My search is finally over. I have
tasted hundreds of Oregon Pinot Noirs. I have purchased and cellared thousands
of dollars in Oregon Pinot Noir. Top quality Oregon juice can run you $85-$125
or so from producers like Ken Wright, Archery Summit, Beaux Feres and Joseph
Drouhin. The good “entry-level” stuff costs about $28-$35 -- at
that price range I happen to enjoy producers like Cristom, Coattails, Big Farm
Table and Bergstrom.
A great thing about Oregon Pinot
Noir is that there is a lot of adequate buys in the market from vintage to
vintage. My goal is to sort through all of that to find the exceptional
stuff. Usually I conduct this research on our annual trip to Willamette
Valley Oregon, Memorial weekend, when most of the wineries are open to the
public.
On this occasion, I was home for the
evening with my fiancé Danielle, when I decided to grab a bottle from my
personal collection to go with dinner.
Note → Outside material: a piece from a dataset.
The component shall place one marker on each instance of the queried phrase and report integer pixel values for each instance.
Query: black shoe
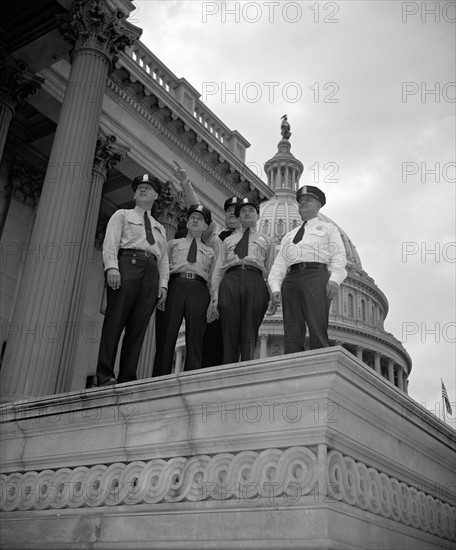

At the last second of my indecisiveness,
while staring at a wall of Pinot Noir, I grabbed a bottle of Oregon Gamay Noir that I had purchased from a local wine merchant several months prior. A rarity in the US, Gamay is a grape that is stylistically similar to Pinot
Noir; equally suited to grow in the same climate’s as Pinot; but having a
lesser reputation due to it’s often stylistic simplicity (the Beaujoilas
Nouveau holiday wine boom in the 1980’s and 1990’s didn’t help it’s status
either).
Although relatively new to the market
place, my bottle of choice was from a fairly well known winery named, Evening Land. At
first sip this wine became the most significant bottling that I may have ever
encountered in my 5 years of consuming Oregon wine, and turned my light bodied
Oregon red wine research on it’s head! The 2011 Seven Springs Gamay Noir was priced at just $20. I will be rushing
back out tomorrow morning to purchase more--you may want do the same.
If you blind tasted me and told me it was top quality Burgundy, I would have no problem believing you. While this
Gamay might not be more complex than some Oregon or French Pinots, it may be the most
well made wine in Oregon. I can’t get over the focus that this wine has. The
cranberry, cherry skin and pomegranate flavors are absolutely precise. I can
quite easily pick up on the herbaceous whole cluster qualities that help
contribute to this wine’s delicate structure. It has me wanting to compare it
to a violin. As it opens up well into the second hour in the decantor, a lovely
perfumed rose pedal like texture and flavor is slowly building in volume and sound.
The acidity on this wine is absolutely perfect. It’s nice to see something that
can play in the same league as top dollar Oregon Pinot Noir, for this little
charmer will forever be my benchmark Oregon wine.